All unused data allocation for a year may be used and converted as rebates, which may be used by subscribers as payment for their respective Internet services in the succeeding year of subscription.

As for prepaid subscribers or users and postpaid subscribers who avail of internet data package promo offers, their unused data allocations shall be rolled-over, provided that the subscribers or users renew their subscriptions right after the lapse of the duration of their respective data packages.

The unused data allocation of subscribers who fail to renew their subscriptions on time shall be reduced by 20% every day until the subscriptions are renewed.

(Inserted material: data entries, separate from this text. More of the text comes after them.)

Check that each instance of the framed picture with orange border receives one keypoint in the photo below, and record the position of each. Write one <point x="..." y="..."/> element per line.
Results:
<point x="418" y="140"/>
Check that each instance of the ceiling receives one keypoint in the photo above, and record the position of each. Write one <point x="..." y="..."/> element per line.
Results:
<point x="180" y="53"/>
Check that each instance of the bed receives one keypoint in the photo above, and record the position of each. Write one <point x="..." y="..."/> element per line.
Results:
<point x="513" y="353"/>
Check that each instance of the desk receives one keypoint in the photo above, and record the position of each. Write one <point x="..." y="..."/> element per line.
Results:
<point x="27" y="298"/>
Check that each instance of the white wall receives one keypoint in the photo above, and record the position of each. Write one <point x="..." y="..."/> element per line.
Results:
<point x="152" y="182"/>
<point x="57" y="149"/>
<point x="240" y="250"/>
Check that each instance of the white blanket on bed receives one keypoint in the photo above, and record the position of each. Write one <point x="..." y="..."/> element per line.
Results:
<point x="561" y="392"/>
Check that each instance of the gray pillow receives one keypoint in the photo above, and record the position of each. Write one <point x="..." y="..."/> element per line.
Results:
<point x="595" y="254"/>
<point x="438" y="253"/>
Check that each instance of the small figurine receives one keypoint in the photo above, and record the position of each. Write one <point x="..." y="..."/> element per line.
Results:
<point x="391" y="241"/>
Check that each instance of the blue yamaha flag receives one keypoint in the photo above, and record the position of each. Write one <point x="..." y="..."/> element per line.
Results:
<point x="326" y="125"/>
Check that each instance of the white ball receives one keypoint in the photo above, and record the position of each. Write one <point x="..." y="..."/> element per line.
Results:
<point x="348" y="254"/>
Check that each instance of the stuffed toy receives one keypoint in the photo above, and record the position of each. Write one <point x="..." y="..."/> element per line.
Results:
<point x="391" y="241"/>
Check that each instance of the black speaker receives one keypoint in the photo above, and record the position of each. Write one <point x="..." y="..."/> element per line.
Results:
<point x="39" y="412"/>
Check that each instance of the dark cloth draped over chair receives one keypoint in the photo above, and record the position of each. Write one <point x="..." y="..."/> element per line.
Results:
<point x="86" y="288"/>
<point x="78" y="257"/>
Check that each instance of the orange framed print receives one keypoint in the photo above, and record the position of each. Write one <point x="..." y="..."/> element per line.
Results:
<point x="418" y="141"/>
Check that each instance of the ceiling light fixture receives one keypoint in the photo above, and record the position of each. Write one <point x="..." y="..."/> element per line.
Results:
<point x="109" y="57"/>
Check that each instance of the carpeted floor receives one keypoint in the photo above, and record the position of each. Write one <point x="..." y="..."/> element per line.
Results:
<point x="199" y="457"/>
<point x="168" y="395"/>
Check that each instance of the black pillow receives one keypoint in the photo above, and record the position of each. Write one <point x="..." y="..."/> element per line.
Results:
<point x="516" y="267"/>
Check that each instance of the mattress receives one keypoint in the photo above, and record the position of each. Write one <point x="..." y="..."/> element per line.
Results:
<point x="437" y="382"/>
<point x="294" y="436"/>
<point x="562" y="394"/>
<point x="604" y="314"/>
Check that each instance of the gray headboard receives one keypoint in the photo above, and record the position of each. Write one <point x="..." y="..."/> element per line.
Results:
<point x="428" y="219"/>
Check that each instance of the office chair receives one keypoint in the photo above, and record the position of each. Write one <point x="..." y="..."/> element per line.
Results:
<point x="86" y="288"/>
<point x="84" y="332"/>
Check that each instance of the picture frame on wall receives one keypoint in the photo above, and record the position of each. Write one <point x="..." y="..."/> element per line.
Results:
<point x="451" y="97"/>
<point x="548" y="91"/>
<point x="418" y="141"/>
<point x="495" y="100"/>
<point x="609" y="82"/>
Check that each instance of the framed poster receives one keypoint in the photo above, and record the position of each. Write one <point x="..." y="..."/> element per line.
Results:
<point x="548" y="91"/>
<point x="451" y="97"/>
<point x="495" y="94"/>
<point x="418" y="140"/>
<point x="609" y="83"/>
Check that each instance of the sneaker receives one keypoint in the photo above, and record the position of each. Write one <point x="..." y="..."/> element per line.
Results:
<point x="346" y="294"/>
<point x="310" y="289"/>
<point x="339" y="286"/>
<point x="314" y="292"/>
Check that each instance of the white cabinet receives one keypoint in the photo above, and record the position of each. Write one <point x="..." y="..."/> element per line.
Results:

If the subscriptions are not renewed after 5 days, all unused data allocations shall be considered consumed.

The only exemptions for these data caps are the  subscribers who have availed and shall avail of any unlimited internet data package with no data caps.

Any ISP who fails to comply with any of the provisions of this Act shall be fined P50,000 per violation; and for repeat offenders, the penalty, aside from the cash fines, are the  revocation or cancellation of the license, registration or franchise of an ISP including the waiving of any pre-termination fees of affected subscriber.

On top of the cash penalty, repeat violators face the  revocation or cancellation of their licenses, registration or franchises, and the waiving of any pre-termination fees of the affected subscribers.